In patients with pancreatoduodenectomy, 30 patients had parallel alignment and 58 patients showed random orientation of stromal fibers. For patients with distal pancreatectomy (5 versus 1 patients) and total pancreatectomy (12 versus 2 patients) the rate of patients with random orientation of stromal fibers was higher as compared to patients undergoing pancreatoduodenectomy.

High microvessel density was identified in 43 of 88 patients with pancreatoduodenectomy (48.8%). In patients with distal pancreatectomy, the rate of patients with high microvessel density was 2 of 6 (33.3%) while 6 of 14 patients (42.8%) with total pancreatectomy had high microvessel density.

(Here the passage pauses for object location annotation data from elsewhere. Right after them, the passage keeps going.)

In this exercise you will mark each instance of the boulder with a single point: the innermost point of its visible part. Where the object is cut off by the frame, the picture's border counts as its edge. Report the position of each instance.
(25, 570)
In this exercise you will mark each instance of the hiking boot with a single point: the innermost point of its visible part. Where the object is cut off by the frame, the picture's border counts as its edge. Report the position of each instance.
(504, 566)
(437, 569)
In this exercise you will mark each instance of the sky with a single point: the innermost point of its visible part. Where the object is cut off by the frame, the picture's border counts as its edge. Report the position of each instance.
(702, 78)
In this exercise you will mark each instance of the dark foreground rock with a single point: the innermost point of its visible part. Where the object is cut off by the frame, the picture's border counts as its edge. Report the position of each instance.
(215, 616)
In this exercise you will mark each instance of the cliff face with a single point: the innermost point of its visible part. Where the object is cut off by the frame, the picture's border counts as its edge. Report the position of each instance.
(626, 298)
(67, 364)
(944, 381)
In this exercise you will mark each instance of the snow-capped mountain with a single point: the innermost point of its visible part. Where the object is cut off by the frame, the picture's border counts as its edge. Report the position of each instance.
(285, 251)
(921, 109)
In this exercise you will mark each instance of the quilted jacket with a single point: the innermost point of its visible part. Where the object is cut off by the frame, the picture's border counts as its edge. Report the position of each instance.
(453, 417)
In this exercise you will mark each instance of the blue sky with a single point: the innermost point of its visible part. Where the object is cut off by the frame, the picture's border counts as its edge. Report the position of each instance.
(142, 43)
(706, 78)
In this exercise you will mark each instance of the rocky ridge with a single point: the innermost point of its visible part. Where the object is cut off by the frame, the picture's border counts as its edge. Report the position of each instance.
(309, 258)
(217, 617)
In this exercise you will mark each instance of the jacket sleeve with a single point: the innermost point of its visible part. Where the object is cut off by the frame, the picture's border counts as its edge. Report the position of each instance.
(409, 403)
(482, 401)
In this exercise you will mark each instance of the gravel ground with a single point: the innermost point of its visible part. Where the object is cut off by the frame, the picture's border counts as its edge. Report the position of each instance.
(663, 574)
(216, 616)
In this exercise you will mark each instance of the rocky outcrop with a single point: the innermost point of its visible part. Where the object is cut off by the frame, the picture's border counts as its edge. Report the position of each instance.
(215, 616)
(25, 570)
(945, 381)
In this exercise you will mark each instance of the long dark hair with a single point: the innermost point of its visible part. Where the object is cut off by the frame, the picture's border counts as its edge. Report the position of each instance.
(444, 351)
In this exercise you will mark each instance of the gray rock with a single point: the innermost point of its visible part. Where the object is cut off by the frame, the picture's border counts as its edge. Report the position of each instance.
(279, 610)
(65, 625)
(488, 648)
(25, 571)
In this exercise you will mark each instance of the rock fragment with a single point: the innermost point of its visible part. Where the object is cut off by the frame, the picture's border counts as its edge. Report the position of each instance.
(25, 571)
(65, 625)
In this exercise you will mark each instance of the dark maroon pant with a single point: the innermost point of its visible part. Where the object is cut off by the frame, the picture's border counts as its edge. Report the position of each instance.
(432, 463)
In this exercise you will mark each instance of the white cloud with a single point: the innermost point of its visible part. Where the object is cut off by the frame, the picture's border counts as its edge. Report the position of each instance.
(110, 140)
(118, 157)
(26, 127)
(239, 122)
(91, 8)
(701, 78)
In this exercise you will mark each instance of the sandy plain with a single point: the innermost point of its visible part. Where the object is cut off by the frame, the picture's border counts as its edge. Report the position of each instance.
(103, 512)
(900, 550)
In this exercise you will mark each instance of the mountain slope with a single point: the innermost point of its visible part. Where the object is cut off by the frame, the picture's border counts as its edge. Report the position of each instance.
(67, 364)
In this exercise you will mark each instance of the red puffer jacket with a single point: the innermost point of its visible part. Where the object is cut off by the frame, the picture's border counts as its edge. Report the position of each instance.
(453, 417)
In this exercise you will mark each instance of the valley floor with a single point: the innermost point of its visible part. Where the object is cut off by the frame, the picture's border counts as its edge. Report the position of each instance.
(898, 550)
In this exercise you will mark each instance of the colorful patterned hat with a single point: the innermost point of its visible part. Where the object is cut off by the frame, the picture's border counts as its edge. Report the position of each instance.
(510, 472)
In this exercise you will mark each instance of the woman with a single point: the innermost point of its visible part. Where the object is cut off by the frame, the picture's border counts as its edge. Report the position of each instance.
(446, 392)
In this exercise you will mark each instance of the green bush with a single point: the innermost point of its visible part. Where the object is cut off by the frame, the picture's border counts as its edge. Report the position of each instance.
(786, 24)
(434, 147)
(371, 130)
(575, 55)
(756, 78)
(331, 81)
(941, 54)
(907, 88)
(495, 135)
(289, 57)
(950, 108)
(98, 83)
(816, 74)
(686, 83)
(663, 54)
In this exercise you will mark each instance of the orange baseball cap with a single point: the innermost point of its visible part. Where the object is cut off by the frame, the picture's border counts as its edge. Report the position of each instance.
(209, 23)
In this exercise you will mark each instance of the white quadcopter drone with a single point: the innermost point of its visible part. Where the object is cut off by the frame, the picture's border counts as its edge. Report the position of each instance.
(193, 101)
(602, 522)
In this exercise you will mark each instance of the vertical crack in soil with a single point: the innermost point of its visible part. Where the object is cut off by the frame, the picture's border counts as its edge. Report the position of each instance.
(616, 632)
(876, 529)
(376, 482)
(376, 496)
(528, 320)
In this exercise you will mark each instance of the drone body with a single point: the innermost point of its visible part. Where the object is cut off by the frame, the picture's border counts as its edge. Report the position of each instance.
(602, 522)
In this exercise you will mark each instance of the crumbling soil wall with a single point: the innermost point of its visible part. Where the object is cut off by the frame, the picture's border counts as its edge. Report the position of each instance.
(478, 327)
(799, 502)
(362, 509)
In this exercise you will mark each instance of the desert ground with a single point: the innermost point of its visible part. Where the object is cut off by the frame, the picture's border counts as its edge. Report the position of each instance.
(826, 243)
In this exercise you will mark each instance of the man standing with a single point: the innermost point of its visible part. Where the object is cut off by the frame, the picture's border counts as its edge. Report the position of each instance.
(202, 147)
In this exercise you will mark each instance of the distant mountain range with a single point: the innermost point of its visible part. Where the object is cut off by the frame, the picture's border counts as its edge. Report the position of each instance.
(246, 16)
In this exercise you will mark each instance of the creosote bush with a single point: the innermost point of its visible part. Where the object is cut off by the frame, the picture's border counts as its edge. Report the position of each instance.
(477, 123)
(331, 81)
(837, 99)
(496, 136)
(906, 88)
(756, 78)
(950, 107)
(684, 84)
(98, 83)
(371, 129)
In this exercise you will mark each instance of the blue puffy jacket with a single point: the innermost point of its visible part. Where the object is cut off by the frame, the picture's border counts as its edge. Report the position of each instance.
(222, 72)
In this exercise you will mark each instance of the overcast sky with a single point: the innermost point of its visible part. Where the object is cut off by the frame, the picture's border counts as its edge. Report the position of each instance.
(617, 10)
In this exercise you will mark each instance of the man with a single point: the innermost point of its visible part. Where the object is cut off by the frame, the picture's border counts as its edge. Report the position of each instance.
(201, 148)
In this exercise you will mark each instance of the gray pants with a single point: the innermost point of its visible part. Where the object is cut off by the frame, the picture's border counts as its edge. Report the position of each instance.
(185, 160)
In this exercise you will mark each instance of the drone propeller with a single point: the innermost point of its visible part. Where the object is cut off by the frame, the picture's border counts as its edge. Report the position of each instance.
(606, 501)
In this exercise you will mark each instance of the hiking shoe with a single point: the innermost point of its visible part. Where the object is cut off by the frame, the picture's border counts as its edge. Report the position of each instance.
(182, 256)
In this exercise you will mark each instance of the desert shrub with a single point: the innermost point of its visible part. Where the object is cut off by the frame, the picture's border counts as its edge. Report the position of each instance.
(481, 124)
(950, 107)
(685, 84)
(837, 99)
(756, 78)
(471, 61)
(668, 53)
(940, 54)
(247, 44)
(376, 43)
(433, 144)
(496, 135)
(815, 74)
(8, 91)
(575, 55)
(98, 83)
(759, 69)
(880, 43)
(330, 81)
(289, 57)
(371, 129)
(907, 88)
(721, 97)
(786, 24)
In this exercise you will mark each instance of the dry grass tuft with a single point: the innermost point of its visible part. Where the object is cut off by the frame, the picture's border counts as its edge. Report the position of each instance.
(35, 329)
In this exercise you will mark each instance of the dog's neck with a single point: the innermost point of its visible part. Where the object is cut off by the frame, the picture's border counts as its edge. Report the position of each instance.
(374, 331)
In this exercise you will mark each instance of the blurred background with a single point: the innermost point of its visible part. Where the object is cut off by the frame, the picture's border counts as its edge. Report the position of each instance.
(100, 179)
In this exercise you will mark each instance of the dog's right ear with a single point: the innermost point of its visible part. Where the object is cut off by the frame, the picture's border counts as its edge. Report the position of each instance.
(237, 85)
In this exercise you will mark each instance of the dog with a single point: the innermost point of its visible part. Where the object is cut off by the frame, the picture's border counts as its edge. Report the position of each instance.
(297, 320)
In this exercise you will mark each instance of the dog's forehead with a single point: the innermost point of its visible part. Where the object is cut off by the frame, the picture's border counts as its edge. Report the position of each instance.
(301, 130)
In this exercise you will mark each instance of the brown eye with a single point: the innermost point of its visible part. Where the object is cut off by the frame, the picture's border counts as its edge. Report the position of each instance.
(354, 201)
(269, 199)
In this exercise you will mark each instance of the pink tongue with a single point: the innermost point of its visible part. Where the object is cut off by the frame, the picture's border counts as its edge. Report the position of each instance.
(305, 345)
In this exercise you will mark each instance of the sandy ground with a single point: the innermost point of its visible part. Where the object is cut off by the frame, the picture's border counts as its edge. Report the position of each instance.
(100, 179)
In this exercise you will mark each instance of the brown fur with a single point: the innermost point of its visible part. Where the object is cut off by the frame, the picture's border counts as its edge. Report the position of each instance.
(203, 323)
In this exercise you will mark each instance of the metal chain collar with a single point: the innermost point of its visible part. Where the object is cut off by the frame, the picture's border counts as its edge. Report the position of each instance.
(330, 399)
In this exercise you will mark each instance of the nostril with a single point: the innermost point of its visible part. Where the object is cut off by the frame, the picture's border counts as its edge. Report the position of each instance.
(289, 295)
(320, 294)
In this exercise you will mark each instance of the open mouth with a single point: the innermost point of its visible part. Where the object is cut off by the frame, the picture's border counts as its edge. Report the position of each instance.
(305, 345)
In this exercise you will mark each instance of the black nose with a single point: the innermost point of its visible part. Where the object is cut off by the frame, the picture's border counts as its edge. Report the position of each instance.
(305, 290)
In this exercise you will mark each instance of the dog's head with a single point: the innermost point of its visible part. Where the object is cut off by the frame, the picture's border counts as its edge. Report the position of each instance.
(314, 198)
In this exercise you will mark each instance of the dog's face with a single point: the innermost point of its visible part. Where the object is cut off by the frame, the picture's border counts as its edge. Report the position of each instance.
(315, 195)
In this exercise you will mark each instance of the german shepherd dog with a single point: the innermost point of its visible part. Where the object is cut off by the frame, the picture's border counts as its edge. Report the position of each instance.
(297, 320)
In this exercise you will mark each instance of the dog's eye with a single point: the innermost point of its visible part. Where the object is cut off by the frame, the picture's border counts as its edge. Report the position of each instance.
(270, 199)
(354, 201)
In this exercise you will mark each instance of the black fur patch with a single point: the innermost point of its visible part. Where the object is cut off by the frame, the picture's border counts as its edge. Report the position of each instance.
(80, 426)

Stroma morphology and histopathology

Patients with random orientation of stroma fibers showed larger median tumor size (3.62 vs. 2.87, p = 0.037). There was a statistical trend for higher T stage in patients with random orientation of stroma fibers (T3/4 33.3% vs. T3/4 15.2%, p = 0.064). Patients with random orientation of stroma fibers were more likely to be diagnosed with local lymph node metastases (76.0% vs. 54.5%, p = 0.040) and had higher rates of tumor positive resection margins (27.7% vs. 9.1%, p = 0.008). Patients with random orientation of stroma fibers and low microvessel density had higher rates of local lymph node metastases as compared to patients not showing these morphological features (82.5% vs. 61.8%, p = 0.031). Details are depicted in Table 2.

Table 2. Stroma morphology and histopathology.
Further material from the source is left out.